D’autres se groupent en buissons “dévoreurs”.

Les coléoptères ne sont pas en reste d’attraction.

Les pucerons lanigères nous offrent leur “plumage” élégant.

La promenade se poursuit en direction du bourg de Mouthiers. Avant de l’aborder nous observons une très belle capillaire dans les anfractuosités des rochers. Il s’agit de la capillaire de Montpellier dont c’est la station sans doute la plus septentrionale : cet Adiantus capillus veneris a été découverte en 1999 par le bryologue André Advocat.

Nous terminons notre journée par une visite de Mouthiers-Haute-Pierre, belle cité de caractère franc-comtoise qui est célèbre pour :

son kirsch, fabriqué de façon artisanale depuis le 17e siècle, à partir de la Marsotte, variété de cerise locale.
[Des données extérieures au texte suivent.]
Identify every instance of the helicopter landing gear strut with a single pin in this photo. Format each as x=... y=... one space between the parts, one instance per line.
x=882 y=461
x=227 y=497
Sur le parvis de l’église la statue de Saint Vernier, saint patron des vignerons, veille sur les éventuelles “frasques” des buveurs de kirsch !

son herpétologue célèbre, Césaire PHISALIX (1852-1906) qui a mis au point un vaccin contre les morsures de vipère.

son église du 15e siècle avec son cadran solaire et son clocher en tuf, régulièrement visité par l’hirondelle du rocher.

Les moellons en tufs sont décorés de “mascarons” dont l’aspect très rongé est lié en grande partie à la fragilité du matériau.

– les falaises proches où le Faucon pèlerin a installé son aire.

Ces quelques images, toutes prises au cours de notre sortie de juin 2009 sont une approche non exhaustive de ce qu’un naturaliste passionné peut observer dans ces gorges de Noailles, un petit paradis de la vallée de La Loue.